Jessie thought back to the incident in the paddock.
“The two of them got into a pissing contest
, and Sullivan won. He broke free and took off before anyone could get a hand on him.”
Jessie had no problem believing her and eased into the stall. Sullivan might have been frisky earlier, but not now. She knelt to get a better view. The front legs had been wrapped. The bandages on the left side were shredded, same as his hide. “How’d all this happen?”
Sherry stroked the horse’s nose. “The guy that finally caught him said he ran into a car and went down on the pavement.
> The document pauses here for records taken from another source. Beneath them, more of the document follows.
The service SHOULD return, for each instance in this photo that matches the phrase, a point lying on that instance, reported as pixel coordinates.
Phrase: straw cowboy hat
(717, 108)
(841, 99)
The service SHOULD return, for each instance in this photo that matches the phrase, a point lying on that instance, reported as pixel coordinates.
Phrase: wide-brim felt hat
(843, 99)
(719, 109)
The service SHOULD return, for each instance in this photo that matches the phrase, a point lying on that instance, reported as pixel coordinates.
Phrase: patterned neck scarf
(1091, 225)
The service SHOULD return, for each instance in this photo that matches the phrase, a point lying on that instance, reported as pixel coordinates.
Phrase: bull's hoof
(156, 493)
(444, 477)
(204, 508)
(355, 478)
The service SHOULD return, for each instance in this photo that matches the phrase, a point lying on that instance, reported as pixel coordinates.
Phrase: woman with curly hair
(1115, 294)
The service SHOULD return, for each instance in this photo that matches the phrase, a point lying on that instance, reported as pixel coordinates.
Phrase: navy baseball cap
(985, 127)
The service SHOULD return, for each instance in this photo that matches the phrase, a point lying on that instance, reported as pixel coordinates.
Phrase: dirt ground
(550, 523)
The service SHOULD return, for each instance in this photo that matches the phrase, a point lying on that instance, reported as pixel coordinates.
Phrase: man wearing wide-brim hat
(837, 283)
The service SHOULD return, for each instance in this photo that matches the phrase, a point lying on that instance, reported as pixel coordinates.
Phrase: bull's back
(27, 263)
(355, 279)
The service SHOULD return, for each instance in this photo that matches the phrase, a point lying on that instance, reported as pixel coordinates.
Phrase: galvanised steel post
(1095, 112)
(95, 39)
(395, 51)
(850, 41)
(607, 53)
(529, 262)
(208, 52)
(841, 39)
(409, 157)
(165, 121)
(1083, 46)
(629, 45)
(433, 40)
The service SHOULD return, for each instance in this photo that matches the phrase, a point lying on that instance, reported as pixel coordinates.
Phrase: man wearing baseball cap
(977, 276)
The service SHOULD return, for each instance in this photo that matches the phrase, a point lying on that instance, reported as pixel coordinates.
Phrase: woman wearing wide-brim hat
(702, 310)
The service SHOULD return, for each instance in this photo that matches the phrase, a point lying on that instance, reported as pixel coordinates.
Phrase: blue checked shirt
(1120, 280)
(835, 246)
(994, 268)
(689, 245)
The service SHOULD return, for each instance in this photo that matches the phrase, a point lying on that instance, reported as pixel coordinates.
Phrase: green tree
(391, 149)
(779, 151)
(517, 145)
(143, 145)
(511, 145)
He doesn’t appear to be lame, but...” She swept a hand at the resulting injuries.
Jessie circled to look at his right side. “Even if he’s not lame today, he’s gonna be one sore pony tomorrow.” She placed a hand on his hip. “Watch out,” she said to Sherry. “I need to move him over so I can see.”
“I’m fine.”
Jessie pressed on the hip. “Over, son.”
The horse took one slow step to the side.
“He looks good over here.”
“I could have told you that.”
Jessie resisted an urge to laugh. For a moment, she’d thought someone had pulled a body snatch on Sherry, but here was the old familiar venom she’d become accustomed to. “By the way, was that the guy who caught him?”
“Who?”
Jessie circled back to Sherry’s side and nudged Sullivan over to his original spot. “I saw you talking to someone at the end of the shedrow when I got here. Was that the guy who caught Sullivan?”
Sherry’s eyes shifted. “No.”
“Who was he?”
Sherry dropped to her knees and began to remove the tattered leg wrap. “Just an owner. Now about that ultrasound?”
Jessie studied the silver and turquoise barrette on the top of Sherry’s head. “I’ll go get the equipment.” Jessie fingered the stall guard. Neil Emerick had lied about Sullivan breaking through it. She also didn’t believe the man Sherry had been talking to was just an owner.
The ultrasound revealed some new, small tears in the tendon, but Jessie and Sherry agreed the new damage wouldn’t delay his healing time by more than a couple of weeks.
To help with the pain and swelling, Jessie mixed bute and Banamine in a syringe and injected it, topped with a shot of dexamethasone in the muscle. She also dispensed some Tri Hist granules to help reduce any generalized swelling. “Make sure you tell Neil the horse will definitely get a bad drug test for the next thirty days on these.”